As girls most of us dreamed of being one of the Supremes with Diana Ross. It was just a natural fit for all of us right? Okay some of us. This week we’re inspired the Queen herself Miss Diana Ross..
Diana Ross was born on March 26, 1944, in Detroit, Michigan. She began singing with friends as a teenager, and eventually formed the groundbreaking 1960s trio the Supremes, going on to have hits like “Come See About Me” and “You Can’t Hurry Love.” Ross left for a solo career in 1969, later reaching No. 1 with hits like “Ain’t No Mountain High Enough” and “Love Hangover.” She starred in the films Mahogany and Lady Sings the Blues as well, earning an Oscar nomination for the latter. Despite personal and professional ups and downs, Ross has withstood the test of time as a performer with a career that spans more than four decades. (Information provided by Bio.com)

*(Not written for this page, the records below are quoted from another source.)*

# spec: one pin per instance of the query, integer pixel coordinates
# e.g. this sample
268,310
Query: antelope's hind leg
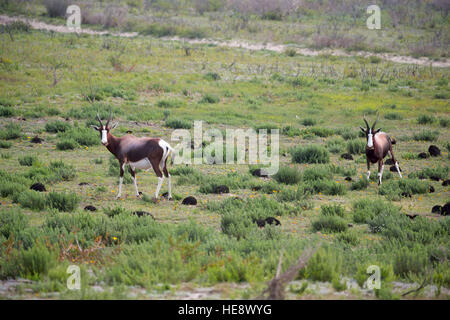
169,183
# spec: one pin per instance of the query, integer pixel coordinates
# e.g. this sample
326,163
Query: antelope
379,144
138,153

Recently (November 21,2015) Diana called daughter, Tracee Ellis Ross up on stage to sing Lady Sings the Blues. On camera Diana seems like this vibrant singer and Tracee seems to be more of a funny “class clown” type so it’s so easy to love them both right? Take a look at the video NOW.. It’s so cute..
Tracee wrote the following one her Facebook page about the memorable moment with her mom:
Last week, in Vegas, my mom, out of nowhere, stopped her show and asked me to come onstage and sing. I think the last time my mom asked me to sing I was 5 or 6 years old. I swear at first I thought she said Evan (my brother, a singer, who was also there). But then I realized she said my name, and before I could think, I was walking toward the stage!
Now, I’m not afraid of much. I used to be afraid of everything. I was shy as a child. Probably tough to believe but it’s true. I still get nervous all the time, but I never let it stop me and I’m certainly not afraid of performing. But, somehow, by the time I stepped onto the stage it was as if I was 6 years old again! There’s something about singing….. It’s no joke trying to do that as the child of DIANA ROSS, let alone while standing by her side on stage. Plus, when you’re nervous, it’s hard to hear, it’s hard to breathe, and it’s hard to be present. These are all important things when you are singing!
Anyway, here it is, me stepping on stage with my mom, fighting through so many childhood fears and fantasies. There is no way to describe the pressure, the fear of what it feels like to allow my voice to be heard as Diana Ross’ child.
All my life I have witnessed her as Diana Ross the icon and Diana Ross the mother, and I have experienced her seamlessly bridge this incredible dichotomy with grace and ease. She is a nurturing and fierce mom, intimate and ancient, in a setting that isn’t meant to support mothering: on stage with the whole world watching. There is a way in which she creates privacy and makes space for the sacred in the most public of settings. It is profound, and defines an infinite depth and wisdom that my mom holds. She has always carved out space for her children. I have always known I was the priority.
Well here I am, a grown woman with so many thoughts and feelings colluding and colliding. Here is my voice, as much as I could let out.
My favorite part was me burying my head into her shoulder. It has been ages since I’ve hidden so deeply in my mother’s embrace and it was awesome.